A couple of days ago I posted a description of our recent vacation. It was all true, but it left a few things out, namely all the embarrassing stuff.
Here's the final report on what really happened:
THE JADE THAT PUT BARRY'S BRAIN INTO OVERDRIVE
We were getting dressed for dinner on the last day of our vacation. We had decided to go to the historic dining room in the hotel for our meal. Truman had dined here and Churchill and various Kings and Queens of England. George Bernard Shaw and more movie stars than would fit in an inflated ego. Audrey Hepburn had dined here.
Yoshuf Karsh, the famous portrait photographer, once had his studio on the sixth floor of the hotel and the famous of the world would pop in for a photograph while visiting Ottawa on business.
The world has become a more casual place these days but we wanted to look good for such an elegant room.

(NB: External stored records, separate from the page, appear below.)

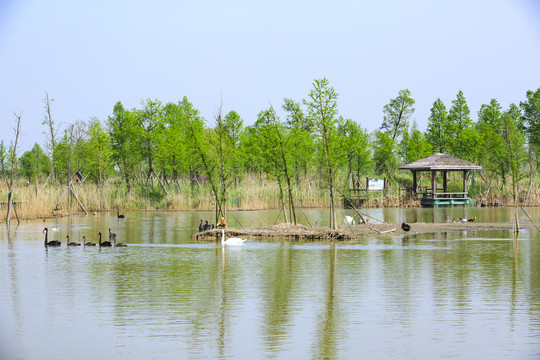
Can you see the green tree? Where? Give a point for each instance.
(66, 162)
(531, 116)
(301, 145)
(414, 145)
(233, 127)
(322, 111)
(460, 126)
(356, 143)
(515, 149)
(149, 122)
(295, 116)
(125, 142)
(395, 124)
(437, 133)
(100, 163)
(397, 114)
(384, 154)
(172, 152)
(34, 163)
(3, 159)
(489, 126)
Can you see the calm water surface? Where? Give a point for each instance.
(466, 295)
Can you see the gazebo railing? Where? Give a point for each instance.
(427, 193)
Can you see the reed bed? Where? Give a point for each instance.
(252, 192)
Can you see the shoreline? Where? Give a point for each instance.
(304, 233)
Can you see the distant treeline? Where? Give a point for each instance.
(172, 141)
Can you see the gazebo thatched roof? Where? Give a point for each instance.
(440, 162)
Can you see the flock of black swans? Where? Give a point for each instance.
(111, 243)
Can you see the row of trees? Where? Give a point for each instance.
(157, 142)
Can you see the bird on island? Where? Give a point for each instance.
(105, 243)
(222, 223)
(73, 243)
(231, 241)
(207, 226)
(201, 225)
(87, 243)
(118, 244)
(52, 242)
(405, 227)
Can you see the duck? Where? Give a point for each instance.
(52, 242)
(201, 225)
(231, 241)
(405, 227)
(118, 244)
(87, 243)
(222, 223)
(73, 243)
(207, 226)
(105, 243)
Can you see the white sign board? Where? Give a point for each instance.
(375, 184)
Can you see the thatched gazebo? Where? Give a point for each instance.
(440, 163)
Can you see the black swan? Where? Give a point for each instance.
(222, 223)
(118, 244)
(52, 242)
(405, 227)
(73, 243)
(105, 243)
(87, 243)
(201, 226)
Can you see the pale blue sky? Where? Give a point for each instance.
(90, 54)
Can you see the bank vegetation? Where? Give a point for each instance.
(166, 156)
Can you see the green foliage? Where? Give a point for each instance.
(322, 111)
(439, 129)
(356, 143)
(461, 128)
(514, 142)
(490, 128)
(3, 158)
(34, 163)
(99, 164)
(384, 156)
(414, 145)
(397, 114)
(531, 115)
(125, 142)
(66, 163)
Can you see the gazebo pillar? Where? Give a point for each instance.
(434, 183)
(445, 182)
(465, 183)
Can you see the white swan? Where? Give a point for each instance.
(231, 241)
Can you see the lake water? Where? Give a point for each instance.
(466, 295)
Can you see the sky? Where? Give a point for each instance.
(249, 55)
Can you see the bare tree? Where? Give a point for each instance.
(13, 159)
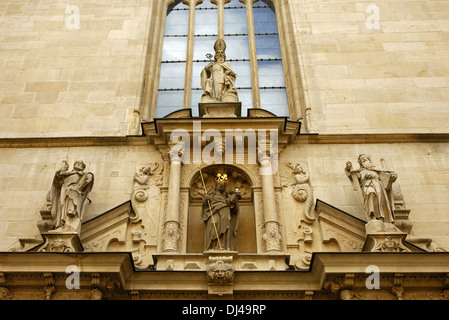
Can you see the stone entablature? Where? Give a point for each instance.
(331, 276)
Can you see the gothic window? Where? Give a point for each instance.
(253, 50)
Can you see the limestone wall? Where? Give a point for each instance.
(26, 176)
(361, 79)
(58, 81)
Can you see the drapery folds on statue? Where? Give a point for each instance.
(218, 79)
(220, 213)
(69, 192)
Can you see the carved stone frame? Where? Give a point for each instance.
(289, 51)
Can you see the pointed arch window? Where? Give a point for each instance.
(251, 32)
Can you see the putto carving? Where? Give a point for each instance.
(389, 245)
(374, 187)
(171, 236)
(220, 272)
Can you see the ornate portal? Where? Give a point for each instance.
(218, 78)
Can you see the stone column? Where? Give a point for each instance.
(220, 4)
(171, 237)
(252, 52)
(189, 60)
(271, 235)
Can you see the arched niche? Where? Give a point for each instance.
(237, 178)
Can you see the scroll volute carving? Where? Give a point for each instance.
(297, 178)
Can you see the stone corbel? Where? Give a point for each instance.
(272, 235)
(49, 287)
(220, 275)
(171, 234)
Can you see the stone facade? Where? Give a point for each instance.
(87, 92)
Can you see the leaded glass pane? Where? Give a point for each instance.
(168, 102)
(275, 101)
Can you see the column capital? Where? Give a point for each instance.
(246, 2)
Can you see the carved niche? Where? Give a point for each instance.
(236, 179)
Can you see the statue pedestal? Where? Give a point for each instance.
(61, 242)
(220, 109)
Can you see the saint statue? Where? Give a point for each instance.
(220, 213)
(68, 195)
(374, 187)
(218, 79)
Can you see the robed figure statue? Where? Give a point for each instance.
(218, 79)
(220, 213)
(69, 192)
(374, 187)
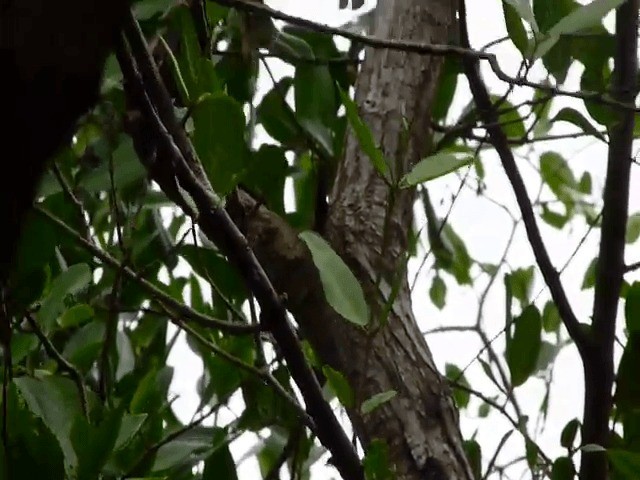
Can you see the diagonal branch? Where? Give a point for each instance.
(423, 48)
(599, 372)
(142, 76)
(500, 142)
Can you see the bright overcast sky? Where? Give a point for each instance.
(485, 229)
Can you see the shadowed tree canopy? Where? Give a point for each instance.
(169, 202)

I had on my blue blazer and grey pants, Linda wore a green dress that looked wonderful with her auburn hair.
While waiting for our appetizers, Linda pointed out her necklace.
"You don't remember who brought this for me, do you?" she asked, an amused smile on her face.
I recognize a dangerous question when I hear one. The question implies this was a significant gift and its history should be branded, seared, in my memory banks.
Giant pistons begin pounding in my brain. A herd of memory elves go tearing through untold filing cabinets.
It is a simple necklace, a thin gold chain ending in a loop with a piece of jade in the center. It looks too modern for it to have been something her father would have given her or a precious memento from a deceased aunt.
"I brought this entire outfit to match the jade in this necklace." Linda tells me, her smile broadening as she notes my discomfort.
Was it a gift for a significant birthday? For one of our wedding anniversaries? Did one of our daughters buy it, one of my brothers, Linda's sister, her best friend? Think Barry think!
"You really don't remember do you?"
"Uhhh," or some such strangled sound escaped my lips.
"You brought it for me."
No! The worst of all possible outcomes! The giant pistons begin churning more rapidly. The memory elves go into hyper drive.
Nothing! They find nothing!
"On your first business trip to Calgary. When you were away so long..."
"Eureka!" Screams an elf from an ill lit cobweb strewn back alley of my brain. He's found it!
I'd been away for two weeks on business in Calgary and had gone out one afternoon to look for a gift for Linda, something that would show I missed her. Something memorable.
"Of course I remember," I recovered. "That was the time when the giant Russian woman attacked our house at 2 o'clock in the morning!"
That incident had been another impetus for the gift. Nervously alone in the house for the first time, someone had started frantically hammering on our front door at 2 am, terrifying Linda. Peeking out the window she could see it was a very large frightening and frightened woman. Talking to her through the locked door, and despite the woman's heavy Russian accent, Linda learned the woman's car had stalled outside our home and this was in the days before cell phones were common. Afraid to sit in her car in a strange neighbourhood until morning, the woman had come pounding on our door.
Equally afraid to let the woman in, and not certain what else to do, Linda called the police and when the police arrived, they called CAA who sent for a mechanic. Linda had invited the woman in and made coffee while they waited.
"So you do remember," Linda happily interrupted my revere.
"How could I forget," I said. "Your new outfit matches the jade perfectly."
"New outfit? I brought this three years ago for our anniversary."
The exhausted elves didn't move. Some things are just a lost cause.
Fortunately, the waiter arrived with our appetizers about then and the conversation turned to other things.
And over time this memory too shall fade. Or be stored in a filing cabinet down an ill lit cobweb strewn back alley of my brain, which amounts to the same thing.